A smart thermostat on the wall in our second net-zero home
A smart thermostat on the wall in our second net-zero home.

A programmable thermostat will also help you regulate the temperature of your radiant floor cooling system more effectively. For example, you can set it to a lower temperature when you’re not home and raise it when you need extra warmth.

Keep the Temperature at a Comfortable Level

The ideal indoor temperature for radiant floor cooling ranges from 66-84°F (19-29°C). Keeping the temperature at this level will help you save money on energy costs while still maintaining a comfortable indoor temperature.

If the temperature is too low, you may feel cold and uncomfortable. But, conversely, when it’s too high, you waste energy and money.

Use a Dehumidifier

Using radiant floor cooling in humid areas exposes your house to water damage and mold due to condensation. Condensation happens when the air dew point in the room is lower than the floor’s surface temperature.

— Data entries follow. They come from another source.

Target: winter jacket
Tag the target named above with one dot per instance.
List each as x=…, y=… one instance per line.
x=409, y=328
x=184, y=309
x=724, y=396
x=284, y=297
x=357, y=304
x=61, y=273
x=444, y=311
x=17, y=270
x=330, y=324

The living room of a Florida home with a dehumidification system on the floor and homeowner sleeping on the couch

You can use a dehumidifier to remove the excess moisture in the air and prevent condensation. A dehumidifier will also help you regulate the humidity in your house more effectively.

Avoid Heavy Carpets

Heavy carpeting insulates the floor and prevents heat from being transferred from the room. Unfortunately, this makes your radiant floor cooling less effective.

It’s best to use light-colored, lightweight carpets or rugs that allow heat radiation from the room to the floor. These carpets ensure your radiant floor cooling system absorbs more radiated heat, cooling the house to your desired temperature.

Final Thoughts

Radiant floor cooling is a practical approach to keeping your house cool as it maintains uniformity. 

The embedded tubing around the floor absorbs heat uniformly, ensuring an equal cooling distribution throughout the house. However, you must set the correct temperature and avoid heavy carpets for efficient results.